Improving the Accuracy-Robustness Trade-Off of Classifiers via Adaptive Smoothing

Overview

• Proposed a method to significantly improve the trade-off between clean accuracy and adversarial robustness in neural classifiers
• Mixing output probabilities of a standard (high clean accuracy) and robust classifier, leveraging the robust classifier's confidence difference for correct and incorrect examples
• Theoretically certified the robustness of the mixed classifier under realistic assumptions
• Adapted an adversarial input detector to create a mixing network that adjusts the mixture adaptively, further reducing the accuracy penalty
• Empirically evaluated on CIFAR-100, achieving high clean accuracy while maintaining strong robustness against strong attacks like AutoAttack

Plain English Explanation

Neural networks, the powerful AI models behind many of today's intelligent systems, can be easily fooled by carefully crafted "adversarial" inputs that look normal to humans but cause the model to make mistakes. Researchers have proposed various methods to make these models more robust against such attacks, but in the process, the models often suffer significant drops in their regular, "clean" accuracy - the accuracy on normal, non-adversarial inputs.

This paper presents a clever approach to significantly alleviate this accuracy-robustness trade-off. The key idea is to combine the output of two neural networks: one optimized for clean accuracy (but not robust) and one optimized for robustness (but with lower clean accuracy). By carefully mixing the outputs of these two models, the researchers were able to achieve high clean accuracy while maintaining strong robustness.

The method works because the robust model is particularly confident in its correct predictions but much less confident in its incorrect predictions. By leveraging this property, the researchers can selectively trust the robust model's outputs when it is highly confident, while relying more on the standard model's outputs in other cases.

The researchers also adapt an adversarial input detector to create a "mixing network" that can dynamically adjust the mixture of the two models based on the input, further reducing the accuracy penalty.

Technical Explanation

The paper proposes a method called "Adaptive Smoothing" to address the accuracy-robustness trade-off in neural classifiers. The key idea is to mix the output probabilities of a standard classifier (optimized for clean accuracy) and a robust classifier (optimized for adversarial robustness).

The researchers first show that the robust classifier's confidence difference for correct and incorrect examples is the key to this improvement. Specifically, the robust classifier is highly confident in its correct predictions but much less confident in its incorrect predictions. By leveraging this property, the method can selectively trust the robust model's outputs when it is highly confident, while relying more on the standard model's outputs in other cases.

The paper then theoretically certifies the robustness of the mixed classifier under realistic assumptions. Furthermore, the researchers adapt an adversarial input detector to create a "mixing network" that can dynamically adjust the mixture of the two models based on the input, further reducing the accuracy penalty.

The empirical evaluation on the CIFAR-100 dataset shows that the proposed method can achieve an 85.21% clean accuracy while maintaining a 38.72% $ell_infty$-AutoAttacked ($epsilon = 8/255$) accuracy, becoming the second most robust method on the RobustBench CIFAR-100 benchmark as of submission, while improving the clean accuracy by ten percentage points compared with all listed models.

Critical Analysis

The paper addresses an important and practical challenge in the field of adversarial robustness - the trade-off between clean accuracy and robustness. The proposed Adaptive Smoothing method is a clever and effective approach that leverages the strengths of both a standard and a robust classifier.

One potential limitation is that the method relies on the availability of a robust classifier, which may not always be easy to obtain. The researchers acknowledge this and suggest that their approach can work in conjunction with existing or even future methods that improve clean accuracy, robustness, or adversary detection.

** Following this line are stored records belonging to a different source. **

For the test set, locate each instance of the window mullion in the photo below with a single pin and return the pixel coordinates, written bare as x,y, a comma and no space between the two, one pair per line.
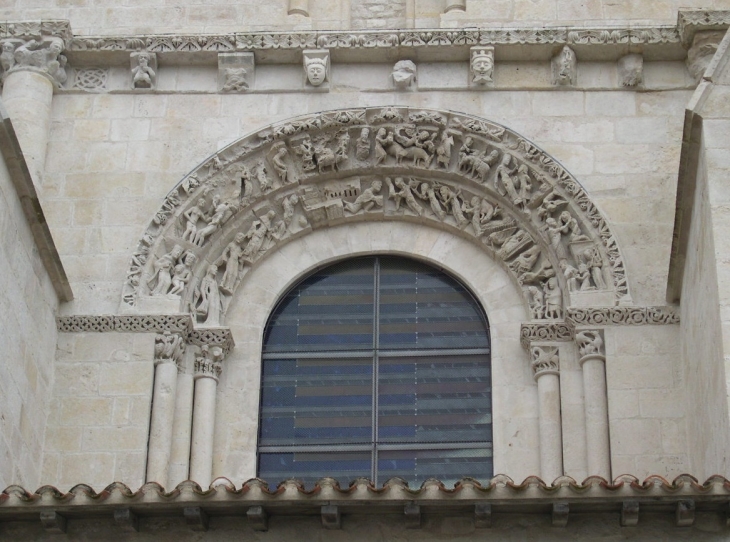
376,344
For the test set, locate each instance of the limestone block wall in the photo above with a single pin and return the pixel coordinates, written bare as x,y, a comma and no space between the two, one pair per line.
646,394
28,304
113,157
151,16
99,410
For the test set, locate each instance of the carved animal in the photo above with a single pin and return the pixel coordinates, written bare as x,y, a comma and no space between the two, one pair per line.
419,156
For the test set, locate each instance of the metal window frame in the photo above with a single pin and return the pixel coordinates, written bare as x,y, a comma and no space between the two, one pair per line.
374,447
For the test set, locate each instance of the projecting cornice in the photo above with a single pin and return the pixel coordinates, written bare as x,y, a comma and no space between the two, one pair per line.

Additionally, the theoretical certification of robustness is based on certain assumptions, and it would be valuable to explore the sensitivity of the method to violations of these assumptions. Further research could also investigate the performance of Adaptive Smoothing on a wider range of datasets and attack scenarios.

Conclusion

This paper presents a significant advancement in addressing the accuracy-robustness trade-off in neural classifiers. By mixing the outputs of a standard and a robust classifier, leveraging the robust classifier's confidence difference, and adaptively adjusting the mixture, the researchers were able to achieve high clean accuracy while maintaining strong robustness against powerful adversarial attacks.

The Adaptive Smoothing method has the potential to be widely adopted, as it can be used in conjunction with existing and future techniques for improving clean accuracy and robustness. This represents an important step forward in making neural networks more reliable and trustworthy in real-world applications.